Di cosa stiamo parlando davvero
Questo libro ha un titolo che suona quasi come un sospiro collettivo. "Come se ne esce" è esattamente la domanda che rimbalza nei bar, nelle chat di famiglia, nei podcast di ogni orientamento politico. L'autore prova a darle una risposta seria, guardando agli scenari geopolitici ed economici che il dopo-Trump lascia aperti.
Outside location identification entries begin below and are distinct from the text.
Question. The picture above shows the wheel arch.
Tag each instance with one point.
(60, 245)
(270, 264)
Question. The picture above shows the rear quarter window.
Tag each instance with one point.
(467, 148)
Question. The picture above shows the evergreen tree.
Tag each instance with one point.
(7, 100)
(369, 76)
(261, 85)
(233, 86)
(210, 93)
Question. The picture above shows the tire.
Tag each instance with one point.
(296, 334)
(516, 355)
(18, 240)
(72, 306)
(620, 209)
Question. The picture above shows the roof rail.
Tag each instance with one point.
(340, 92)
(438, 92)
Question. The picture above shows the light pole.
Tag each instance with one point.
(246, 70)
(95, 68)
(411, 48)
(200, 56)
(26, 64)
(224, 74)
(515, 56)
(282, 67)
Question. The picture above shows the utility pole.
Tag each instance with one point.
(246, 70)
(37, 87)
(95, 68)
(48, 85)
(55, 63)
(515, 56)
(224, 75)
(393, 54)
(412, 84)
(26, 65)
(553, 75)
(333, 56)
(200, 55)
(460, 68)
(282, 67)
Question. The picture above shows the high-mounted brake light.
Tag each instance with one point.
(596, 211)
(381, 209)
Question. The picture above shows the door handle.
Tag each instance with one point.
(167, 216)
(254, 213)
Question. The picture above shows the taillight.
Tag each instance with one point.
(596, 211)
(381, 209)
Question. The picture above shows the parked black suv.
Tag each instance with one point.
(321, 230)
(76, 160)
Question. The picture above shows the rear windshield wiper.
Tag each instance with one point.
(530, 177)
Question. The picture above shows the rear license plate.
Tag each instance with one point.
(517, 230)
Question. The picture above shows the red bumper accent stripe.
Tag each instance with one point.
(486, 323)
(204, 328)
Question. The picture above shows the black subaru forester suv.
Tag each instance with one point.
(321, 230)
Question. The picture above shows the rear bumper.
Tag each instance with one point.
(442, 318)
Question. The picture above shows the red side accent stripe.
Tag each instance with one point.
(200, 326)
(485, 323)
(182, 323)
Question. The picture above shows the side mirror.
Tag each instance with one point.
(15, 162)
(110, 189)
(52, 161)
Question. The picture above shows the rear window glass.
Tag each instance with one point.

Non è un pamphlet di sfogo, e non è nemmeno un saggio accademico piatto: il tono è accessibile, a tratti urgente.
Personalmente, l'ho trovato più utile come bussola che come risposta definitiva. Ti aiuta a inquadrare quello che vedi al telegiornale, a capire perché certe alleanze scricchiolano e certe economie tremano. Se sei il tipo che legge il giornale ogni mattina e vuole andare un po' più in profondità, qui ci trovi sostanza.
A chi conviene, a chi no
Se già segui la geopolitica con una certa attenzione, potresti trovare alcune analisi prevedibili. Non è un testo per chi mastica Foreign Affairs ogni settimana: per quelli, potrebbe risultare introduttivo.
Detto questo, per chi vuole capire senza annoiarsi, funziona. La scrittura scorre, i capitoli sono gestibili, non ti chiede uno sforzo spropositato.
A 18,75 euro senza sconto, onestamente, il prezzo è quello di copertina standard. Non c'è un'offerta da inseguire, ma se il tema ti interessa il libro fa il suo lavoro. Fidati: meglio questo che tre ore di scroll sui social a cercare le stesse risposte.